In 2018, they convened a two-year bipartisan Commission on the Practice of Democratic Citizenship. That commission has now come out with its report, including six strategies and 31 recommendations “that communities, institutions, and individuals can take to promote engaged citizenship in the 21stcentury.”
The democratic experiment is first and foremost a form of participatory government. It’s not meant to be a spectator sport. As the franchise expanded in America from property-owning white males to all citizens 18 and up (at least theoretically), so too did the essence of democratic-ness expand in the country. But now, with only half the country voting in a compelling presidential election, with so few participating in civic life, with massive inequality and a pay-to-play election system, and with citizens acting on worldviews so polarized that reality itself is in dispute, it’s fair to say that our democratic-ness is declining.
In a country that is potentially cruising towards a constitutional crisis, this is a problem. So how do we begin to address some of this?
I found this report particularly compelling because, instead of merely reiterating the problems we face, it attempts to find concrete ways to help fix those problems, or at least put us on the right path. The commission brought thought leaders together for interviews, reviewed previous recommendations for fostering engaged citizenship, and conducted nearly fifty listening sessions across the country and including a wide diversity of people. And it is bipartisan.
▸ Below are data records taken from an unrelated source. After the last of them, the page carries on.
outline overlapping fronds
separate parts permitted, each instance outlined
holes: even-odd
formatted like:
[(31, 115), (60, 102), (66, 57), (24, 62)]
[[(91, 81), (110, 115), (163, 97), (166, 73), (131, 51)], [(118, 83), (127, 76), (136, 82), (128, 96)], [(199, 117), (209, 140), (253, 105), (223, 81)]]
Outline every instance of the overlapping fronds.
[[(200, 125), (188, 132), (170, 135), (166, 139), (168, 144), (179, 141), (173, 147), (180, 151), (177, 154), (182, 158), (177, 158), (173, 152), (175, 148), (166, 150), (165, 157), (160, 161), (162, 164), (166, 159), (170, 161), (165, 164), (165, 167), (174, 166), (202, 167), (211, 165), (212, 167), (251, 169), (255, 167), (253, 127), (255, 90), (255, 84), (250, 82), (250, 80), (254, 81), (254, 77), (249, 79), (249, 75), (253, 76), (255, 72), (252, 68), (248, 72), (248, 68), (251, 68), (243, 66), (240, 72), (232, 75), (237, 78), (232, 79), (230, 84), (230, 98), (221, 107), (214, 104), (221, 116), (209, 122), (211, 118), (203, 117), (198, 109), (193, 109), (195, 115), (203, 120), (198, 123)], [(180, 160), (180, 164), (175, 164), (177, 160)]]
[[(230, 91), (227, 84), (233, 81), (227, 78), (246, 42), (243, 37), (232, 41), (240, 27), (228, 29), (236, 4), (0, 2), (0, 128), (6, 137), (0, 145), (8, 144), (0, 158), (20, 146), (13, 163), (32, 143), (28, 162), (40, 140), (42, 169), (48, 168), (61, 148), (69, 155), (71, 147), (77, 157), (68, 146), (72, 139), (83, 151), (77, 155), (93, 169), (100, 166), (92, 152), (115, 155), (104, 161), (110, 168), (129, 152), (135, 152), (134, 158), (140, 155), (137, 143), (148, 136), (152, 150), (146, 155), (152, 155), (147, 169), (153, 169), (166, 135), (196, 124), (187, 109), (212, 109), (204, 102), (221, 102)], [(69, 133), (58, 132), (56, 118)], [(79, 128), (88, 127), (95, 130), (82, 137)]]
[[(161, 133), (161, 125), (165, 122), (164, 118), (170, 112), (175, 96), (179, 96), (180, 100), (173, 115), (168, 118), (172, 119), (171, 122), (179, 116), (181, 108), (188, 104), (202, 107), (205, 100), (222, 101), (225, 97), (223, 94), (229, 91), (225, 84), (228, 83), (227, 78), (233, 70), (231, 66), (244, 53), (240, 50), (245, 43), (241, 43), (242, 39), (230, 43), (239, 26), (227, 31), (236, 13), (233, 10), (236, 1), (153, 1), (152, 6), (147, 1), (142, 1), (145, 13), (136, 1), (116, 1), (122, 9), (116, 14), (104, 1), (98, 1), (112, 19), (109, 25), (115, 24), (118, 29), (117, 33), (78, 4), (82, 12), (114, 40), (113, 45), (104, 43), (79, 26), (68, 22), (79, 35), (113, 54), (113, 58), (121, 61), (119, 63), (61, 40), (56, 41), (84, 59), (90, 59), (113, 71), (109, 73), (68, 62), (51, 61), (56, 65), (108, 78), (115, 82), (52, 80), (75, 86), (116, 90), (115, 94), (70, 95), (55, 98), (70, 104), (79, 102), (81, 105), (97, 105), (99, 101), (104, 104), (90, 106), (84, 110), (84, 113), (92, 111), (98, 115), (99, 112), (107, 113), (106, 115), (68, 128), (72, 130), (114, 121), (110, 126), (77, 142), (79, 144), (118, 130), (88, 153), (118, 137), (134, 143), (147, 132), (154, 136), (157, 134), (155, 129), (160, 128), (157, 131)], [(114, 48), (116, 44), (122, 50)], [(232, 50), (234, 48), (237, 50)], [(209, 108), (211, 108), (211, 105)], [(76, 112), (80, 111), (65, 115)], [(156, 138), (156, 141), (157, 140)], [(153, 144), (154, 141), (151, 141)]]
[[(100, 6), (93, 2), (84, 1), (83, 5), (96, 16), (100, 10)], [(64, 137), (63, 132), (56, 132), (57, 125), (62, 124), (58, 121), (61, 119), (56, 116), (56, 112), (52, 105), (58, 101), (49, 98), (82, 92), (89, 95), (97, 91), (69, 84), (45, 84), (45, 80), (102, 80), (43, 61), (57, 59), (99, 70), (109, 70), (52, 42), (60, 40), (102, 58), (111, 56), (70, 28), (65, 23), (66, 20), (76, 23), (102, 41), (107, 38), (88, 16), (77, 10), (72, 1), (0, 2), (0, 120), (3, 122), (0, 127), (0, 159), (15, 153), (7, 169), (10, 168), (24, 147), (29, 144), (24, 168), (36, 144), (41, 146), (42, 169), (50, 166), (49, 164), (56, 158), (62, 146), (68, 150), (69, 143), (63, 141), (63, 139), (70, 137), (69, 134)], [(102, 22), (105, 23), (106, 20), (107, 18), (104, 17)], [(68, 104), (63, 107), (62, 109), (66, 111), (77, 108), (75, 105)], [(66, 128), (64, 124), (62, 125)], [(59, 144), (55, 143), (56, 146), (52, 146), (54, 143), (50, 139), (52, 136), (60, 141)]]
Just think about that for a second. A commission of serious, grown-up thinkers from all along the ideological spectrum and all over the country, including leaders from academia, civil society, politics, and business, finding consensus, and agreeing to put forward a package of thirty-one specific and actionable proposals. It’s unheard of in today’s political ecosystem.
In this series, I will take a closer look at the strategies outlined in the report, and some of the recommendations of the commission. Democracy depends on citizen engagement. We all owe it to ourselves to look at some of the ways we can update our democracy for the 21st century, and foster the involvement of the people. That is the only way America can become by the people, of the people, and for the people again.